Before television invaded our living rooms, radio painted the pictures of the world through the airwaves. For African-Americans radio was the first place that captured the "black experience" in America.
In the early years of radio, blacks were not given the opportunity to host broadcast shows and often black artists' songs weren't played because of the country's racial climate.
Long-time Baltimore radio host, Lee Michaels recalled hearing black radio hosts for the first time.
"As a kid I can remember vividly listening to the radio and these personalities, that I deemed bigger than life, he said. Guys that had names like Kelson 'Chop-Chop' Fisher, Sir Johnny O, Fat Daddy, Diamond Jim Sears, Hot Rod, Aunt Pauline Wells and Bishop Naomi Durant."

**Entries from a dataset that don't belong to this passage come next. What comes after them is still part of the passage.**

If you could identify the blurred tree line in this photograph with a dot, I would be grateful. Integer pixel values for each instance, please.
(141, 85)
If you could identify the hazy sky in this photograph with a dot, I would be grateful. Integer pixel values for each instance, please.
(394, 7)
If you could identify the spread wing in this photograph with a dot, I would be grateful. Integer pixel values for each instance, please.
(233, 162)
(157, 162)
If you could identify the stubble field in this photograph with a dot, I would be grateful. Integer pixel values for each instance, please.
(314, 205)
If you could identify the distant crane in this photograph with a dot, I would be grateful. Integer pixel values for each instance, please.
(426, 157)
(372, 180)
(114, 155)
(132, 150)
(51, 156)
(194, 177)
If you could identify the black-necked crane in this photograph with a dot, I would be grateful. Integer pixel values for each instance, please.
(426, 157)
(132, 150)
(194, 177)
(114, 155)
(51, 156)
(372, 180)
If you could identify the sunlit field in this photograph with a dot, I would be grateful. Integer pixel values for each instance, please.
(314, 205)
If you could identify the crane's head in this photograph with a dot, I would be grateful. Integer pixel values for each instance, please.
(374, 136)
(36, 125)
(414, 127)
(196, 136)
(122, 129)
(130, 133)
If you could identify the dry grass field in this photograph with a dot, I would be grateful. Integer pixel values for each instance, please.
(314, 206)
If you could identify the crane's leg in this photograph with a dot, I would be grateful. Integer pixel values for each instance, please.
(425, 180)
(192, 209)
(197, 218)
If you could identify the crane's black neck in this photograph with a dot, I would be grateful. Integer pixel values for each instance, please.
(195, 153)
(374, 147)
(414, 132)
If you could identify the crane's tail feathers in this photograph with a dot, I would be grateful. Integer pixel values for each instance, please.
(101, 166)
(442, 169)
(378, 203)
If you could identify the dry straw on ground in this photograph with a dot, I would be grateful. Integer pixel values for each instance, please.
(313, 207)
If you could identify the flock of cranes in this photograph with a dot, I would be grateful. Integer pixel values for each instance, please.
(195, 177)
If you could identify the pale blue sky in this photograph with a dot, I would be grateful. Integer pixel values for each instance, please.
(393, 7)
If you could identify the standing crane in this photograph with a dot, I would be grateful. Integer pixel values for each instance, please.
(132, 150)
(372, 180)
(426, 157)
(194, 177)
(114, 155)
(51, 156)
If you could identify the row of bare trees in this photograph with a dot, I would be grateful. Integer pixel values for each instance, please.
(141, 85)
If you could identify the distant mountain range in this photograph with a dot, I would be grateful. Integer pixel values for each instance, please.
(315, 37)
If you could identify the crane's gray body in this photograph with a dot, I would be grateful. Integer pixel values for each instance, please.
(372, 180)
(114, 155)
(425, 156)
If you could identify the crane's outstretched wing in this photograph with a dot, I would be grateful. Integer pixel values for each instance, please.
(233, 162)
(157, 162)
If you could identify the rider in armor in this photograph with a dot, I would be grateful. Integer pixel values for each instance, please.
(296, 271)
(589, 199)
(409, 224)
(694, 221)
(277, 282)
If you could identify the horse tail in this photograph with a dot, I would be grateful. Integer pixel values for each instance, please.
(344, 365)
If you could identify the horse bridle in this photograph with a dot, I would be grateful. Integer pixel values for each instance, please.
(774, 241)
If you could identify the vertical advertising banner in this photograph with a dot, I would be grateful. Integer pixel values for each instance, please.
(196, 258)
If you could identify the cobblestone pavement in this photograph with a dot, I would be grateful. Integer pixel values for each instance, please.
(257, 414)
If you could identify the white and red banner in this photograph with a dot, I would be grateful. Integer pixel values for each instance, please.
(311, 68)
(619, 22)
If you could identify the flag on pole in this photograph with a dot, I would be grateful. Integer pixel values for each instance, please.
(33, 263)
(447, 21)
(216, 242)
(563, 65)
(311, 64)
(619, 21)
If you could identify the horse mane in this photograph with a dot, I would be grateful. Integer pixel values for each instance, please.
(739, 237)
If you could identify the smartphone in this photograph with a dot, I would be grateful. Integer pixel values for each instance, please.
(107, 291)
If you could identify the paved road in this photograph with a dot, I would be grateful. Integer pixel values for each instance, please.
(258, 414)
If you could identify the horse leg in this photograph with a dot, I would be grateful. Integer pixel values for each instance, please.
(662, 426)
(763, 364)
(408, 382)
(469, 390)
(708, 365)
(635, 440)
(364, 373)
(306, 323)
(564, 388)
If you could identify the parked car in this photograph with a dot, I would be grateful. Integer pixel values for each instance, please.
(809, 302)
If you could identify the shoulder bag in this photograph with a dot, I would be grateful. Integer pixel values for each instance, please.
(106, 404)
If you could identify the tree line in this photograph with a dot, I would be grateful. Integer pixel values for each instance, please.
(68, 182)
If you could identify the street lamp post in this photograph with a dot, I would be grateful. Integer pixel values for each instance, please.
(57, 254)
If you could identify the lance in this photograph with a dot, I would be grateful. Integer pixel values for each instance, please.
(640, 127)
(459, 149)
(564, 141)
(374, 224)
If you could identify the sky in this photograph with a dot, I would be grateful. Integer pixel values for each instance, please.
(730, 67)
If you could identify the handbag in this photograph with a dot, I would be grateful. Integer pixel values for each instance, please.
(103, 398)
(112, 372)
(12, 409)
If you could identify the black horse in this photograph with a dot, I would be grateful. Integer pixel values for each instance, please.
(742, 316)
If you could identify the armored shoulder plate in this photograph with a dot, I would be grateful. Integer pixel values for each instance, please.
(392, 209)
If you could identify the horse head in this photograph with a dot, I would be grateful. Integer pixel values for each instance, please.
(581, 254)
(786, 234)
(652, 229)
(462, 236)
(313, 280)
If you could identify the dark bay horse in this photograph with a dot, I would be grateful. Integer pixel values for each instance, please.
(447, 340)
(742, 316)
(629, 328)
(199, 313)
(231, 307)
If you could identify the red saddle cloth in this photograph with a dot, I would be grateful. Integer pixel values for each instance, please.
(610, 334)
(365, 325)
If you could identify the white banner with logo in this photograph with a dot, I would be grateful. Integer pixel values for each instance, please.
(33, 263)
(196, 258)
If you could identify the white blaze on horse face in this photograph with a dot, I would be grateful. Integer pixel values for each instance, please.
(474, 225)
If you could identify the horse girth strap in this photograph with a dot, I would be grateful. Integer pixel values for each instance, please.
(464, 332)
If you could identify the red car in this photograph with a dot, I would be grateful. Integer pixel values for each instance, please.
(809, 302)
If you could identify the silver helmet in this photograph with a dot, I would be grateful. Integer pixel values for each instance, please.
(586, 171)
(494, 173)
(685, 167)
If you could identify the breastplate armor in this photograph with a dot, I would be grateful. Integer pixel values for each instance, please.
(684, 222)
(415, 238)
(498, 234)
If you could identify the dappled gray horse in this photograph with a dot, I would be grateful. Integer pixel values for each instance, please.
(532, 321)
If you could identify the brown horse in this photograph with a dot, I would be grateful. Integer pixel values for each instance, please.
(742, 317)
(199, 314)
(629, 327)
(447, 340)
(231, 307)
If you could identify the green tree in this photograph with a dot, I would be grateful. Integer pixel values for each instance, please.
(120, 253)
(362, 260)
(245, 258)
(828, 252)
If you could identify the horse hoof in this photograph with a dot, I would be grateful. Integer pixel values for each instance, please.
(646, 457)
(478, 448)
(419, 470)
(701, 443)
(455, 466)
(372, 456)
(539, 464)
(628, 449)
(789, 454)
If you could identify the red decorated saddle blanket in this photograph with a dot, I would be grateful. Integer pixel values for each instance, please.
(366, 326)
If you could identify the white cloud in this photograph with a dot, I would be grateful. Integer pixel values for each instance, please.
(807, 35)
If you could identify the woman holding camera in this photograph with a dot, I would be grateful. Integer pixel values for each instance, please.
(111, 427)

Initially, hosting radio shows wasn't an easy transition for black, but it wasn't long before black radio was the voice for communities during history's most trying times.
"One of the mainstays of the Civil Rights Movement was people like Hail Jackson. The radio personalities who were out on the forefront leading the charge and echoing the concerns of the struggle of the Civil Rights," Michaels said.
Though radio has evolved over the last four decades, people who have seen it's growth still believe there is more to be done.
"I think that if there is one thing that needs to be done that will enhance the bridging of the generational gaps is more local ownership. We need more local ownership and African-American ownership. We only have a handful of African-American owners in radio," Michaels said.
Bridging the Gap celebrates Black History Month by sharing the stories of Baltimore's African American history.